Ce n’était pas vraiment ce qu’on m’avait vendu ! Je m’attendais à un scénario un peu plus original que le vide intersidéral qu’il y a dans Mortal Engines. Déjà, les films pour ados ça devient fatigant à la longue, c’est vu, revu et digéré. Ensuite, il n’y a pas d’enjeux : on se fiche royalement de l’histoire, des pseudos destins des personnages, le concept des villes roulantes est complètement perdu de vue. S’ajoute à cela des raccourcis scénaristiques aussi faciles qu’un claquement de doigts.
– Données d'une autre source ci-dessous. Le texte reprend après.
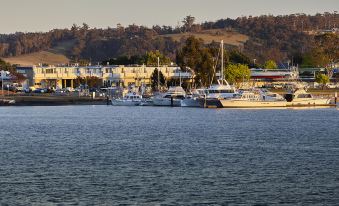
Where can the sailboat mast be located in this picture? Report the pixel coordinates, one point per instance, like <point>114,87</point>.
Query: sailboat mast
<point>222,61</point>
<point>158,75</point>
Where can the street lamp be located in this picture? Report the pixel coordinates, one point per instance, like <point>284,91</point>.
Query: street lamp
<point>2,83</point>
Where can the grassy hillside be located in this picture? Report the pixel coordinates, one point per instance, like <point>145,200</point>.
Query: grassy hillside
<point>35,58</point>
<point>229,37</point>
<point>53,56</point>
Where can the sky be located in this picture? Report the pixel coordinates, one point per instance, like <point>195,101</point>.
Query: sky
<point>44,15</point>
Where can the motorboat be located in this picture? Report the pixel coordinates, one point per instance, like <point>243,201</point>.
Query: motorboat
<point>253,99</point>
<point>172,97</point>
<point>7,101</point>
<point>195,99</point>
<point>222,90</point>
<point>130,99</point>
<point>299,97</point>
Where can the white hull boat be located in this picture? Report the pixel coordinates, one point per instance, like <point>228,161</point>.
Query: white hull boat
<point>301,98</point>
<point>172,97</point>
<point>254,100</point>
<point>193,102</point>
<point>130,99</point>
<point>238,103</point>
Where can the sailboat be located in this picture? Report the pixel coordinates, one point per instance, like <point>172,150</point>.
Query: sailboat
<point>221,90</point>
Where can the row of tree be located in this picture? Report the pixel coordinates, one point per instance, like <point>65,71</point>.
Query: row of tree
<point>271,37</point>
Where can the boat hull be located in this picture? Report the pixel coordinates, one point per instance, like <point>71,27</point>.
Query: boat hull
<point>309,102</point>
<point>251,104</point>
<point>192,102</point>
<point>125,103</point>
<point>167,102</point>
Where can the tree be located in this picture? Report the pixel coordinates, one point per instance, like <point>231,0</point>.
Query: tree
<point>151,58</point>
<point>188,22</point>
<point>322,79</point>
<point>236,73</point>
<point>270,64</point>
<point>154,79</point>
<point>200,59</point>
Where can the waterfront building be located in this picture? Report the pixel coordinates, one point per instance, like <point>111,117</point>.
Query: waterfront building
<point>63,77</point>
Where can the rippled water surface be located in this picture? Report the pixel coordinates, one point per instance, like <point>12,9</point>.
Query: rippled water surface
<point>104,155</point>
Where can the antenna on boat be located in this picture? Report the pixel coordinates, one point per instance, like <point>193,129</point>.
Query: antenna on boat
<point>158,75</point>
<point>222,61</point>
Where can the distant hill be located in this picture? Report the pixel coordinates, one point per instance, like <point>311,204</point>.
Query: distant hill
<point>38,57</point>
<point>230,37</point>
<point>261,38</point>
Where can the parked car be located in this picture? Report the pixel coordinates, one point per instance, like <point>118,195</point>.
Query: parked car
<point>39,90</point>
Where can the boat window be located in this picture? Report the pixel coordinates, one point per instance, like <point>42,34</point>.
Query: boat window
<point>304,96</point>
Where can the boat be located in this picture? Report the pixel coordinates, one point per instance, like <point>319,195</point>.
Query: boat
<point>172,97</point>
<point>146,102</point>
<point>7,101</point>
<point>221,90</point>
<point>130,99</point>
<point>195,99</point>
<point>254,99</point>
<point>299,97</point>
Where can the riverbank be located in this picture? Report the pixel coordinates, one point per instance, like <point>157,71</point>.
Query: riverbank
<point>51,100</point>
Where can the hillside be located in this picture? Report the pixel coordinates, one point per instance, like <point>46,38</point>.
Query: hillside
<point>216,35</point>
<point>44,57</point>
<point>263,37</point>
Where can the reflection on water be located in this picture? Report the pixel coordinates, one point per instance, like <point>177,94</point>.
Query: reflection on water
<point>104,155</point>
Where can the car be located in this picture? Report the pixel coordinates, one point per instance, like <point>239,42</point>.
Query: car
<point>39,90</point>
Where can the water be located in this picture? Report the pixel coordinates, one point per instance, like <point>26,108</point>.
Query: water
<point>104,155</point>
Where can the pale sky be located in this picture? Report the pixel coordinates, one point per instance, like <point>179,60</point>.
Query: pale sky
<point>44,15</point>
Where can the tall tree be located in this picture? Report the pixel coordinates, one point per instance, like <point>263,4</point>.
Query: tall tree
<point>154,79</point>
<point>270,64</point>
<point>188,22</point>
<point>236,73</point>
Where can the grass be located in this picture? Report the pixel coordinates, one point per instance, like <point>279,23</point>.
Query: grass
<point>230,37</point>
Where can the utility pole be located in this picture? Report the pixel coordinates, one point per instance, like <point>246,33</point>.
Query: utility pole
<point>158,74</point>
<point>222,61</point>
<point>2,83</point>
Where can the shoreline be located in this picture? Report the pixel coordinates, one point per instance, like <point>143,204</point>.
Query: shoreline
<point>50,100</point>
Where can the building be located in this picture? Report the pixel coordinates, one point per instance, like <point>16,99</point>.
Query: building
<point>63,77</point>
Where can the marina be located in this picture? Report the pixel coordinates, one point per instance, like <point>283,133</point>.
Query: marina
<point>168,155</point>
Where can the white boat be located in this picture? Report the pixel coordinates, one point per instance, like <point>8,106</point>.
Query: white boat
<point>172,97</point>
<point>253,99</point>
<point>300,97</point>
<point>7,101</point>
<point>130,99</point>
<point>146,102</point>
<point>222,90</point>
<point>195,99</point>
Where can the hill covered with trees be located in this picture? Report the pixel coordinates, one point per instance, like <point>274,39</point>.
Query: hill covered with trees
<point>264,37</point>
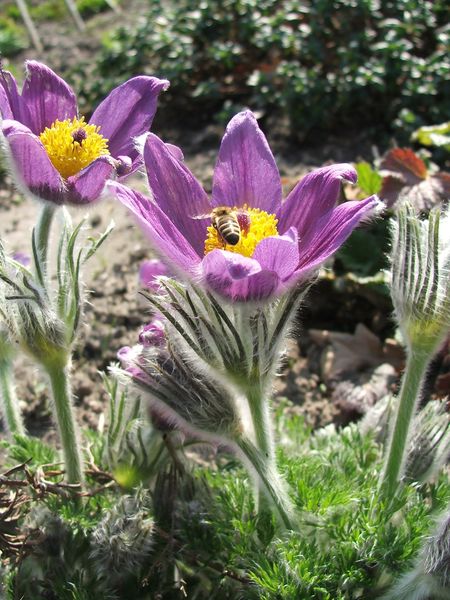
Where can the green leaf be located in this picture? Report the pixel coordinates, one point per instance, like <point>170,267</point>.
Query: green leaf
<point>434,135</point>
<point>369,180</point>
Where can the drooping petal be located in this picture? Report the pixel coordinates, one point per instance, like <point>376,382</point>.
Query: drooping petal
<point>237,277</point>
<point>11,103</point>
<point>87,185</point>
<point>33,166</point>
<point>162,233</point>
<point>246,172</point>
<point>279,254</point>
<point>315,195</point>
<point>47,97</point>
<point>331,231</point>
<point>149,271</point>
<point>128,112</point>
<point>176,191</point>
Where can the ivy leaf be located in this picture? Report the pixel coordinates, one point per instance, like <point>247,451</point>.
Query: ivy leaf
<point>405,176</point>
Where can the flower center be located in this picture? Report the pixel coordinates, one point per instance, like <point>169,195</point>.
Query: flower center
<point>73,144</point>
<point>254,226</point>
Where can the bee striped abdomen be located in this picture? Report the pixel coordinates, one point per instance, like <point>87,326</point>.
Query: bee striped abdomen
<point>229,229</point>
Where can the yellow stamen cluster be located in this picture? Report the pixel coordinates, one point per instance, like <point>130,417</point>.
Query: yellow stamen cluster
<point>262,225</point>
<point>73,144</point>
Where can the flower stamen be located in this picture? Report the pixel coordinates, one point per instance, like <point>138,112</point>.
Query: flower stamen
<point>73,144</point>
<point>255,225</point>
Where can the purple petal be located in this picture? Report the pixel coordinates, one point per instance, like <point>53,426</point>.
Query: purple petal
<point>237,277</point>
<point>87,185</point>
<point>47,96</point>
<point>315,195</point>
<point>128,112</point>
<point>164,236</point>
<point>331,231</point>
<point>33,166</point>
<point>246,172</point>
<point>149,270</point>
<point>176,192</point>
<point>279,254</point>
<point>11,103</point>
<point>175,151</point>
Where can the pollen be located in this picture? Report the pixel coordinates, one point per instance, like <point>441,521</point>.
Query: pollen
<point>255,225</point>
<point>73,144</point>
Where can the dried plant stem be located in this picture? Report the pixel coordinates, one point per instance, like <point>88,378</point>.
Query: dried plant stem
<point>407,401</point>
<point>62,397</point>
<point>10,406</point>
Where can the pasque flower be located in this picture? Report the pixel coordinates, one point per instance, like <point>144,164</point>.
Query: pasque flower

Pour finir avec un cruel manque d’explications : plein de choses apparaissent, on ne les connaît ni d’Adam, ni d’Eve, on ne sait pas pourquoi elles sont là, ni quel est leur but. C’est fabuleux ! Mais c’est relativement beau ! Déjà ça !

Vous l’aurez compris, Mortal Engines est une jolie coquille vide, ni plus, ni moins qu’une perte de temps.

Sortie en salles le 12 Décembre 2018.

11 décembre 2018

One Reply to “Mortal Engines de Christian Rivers”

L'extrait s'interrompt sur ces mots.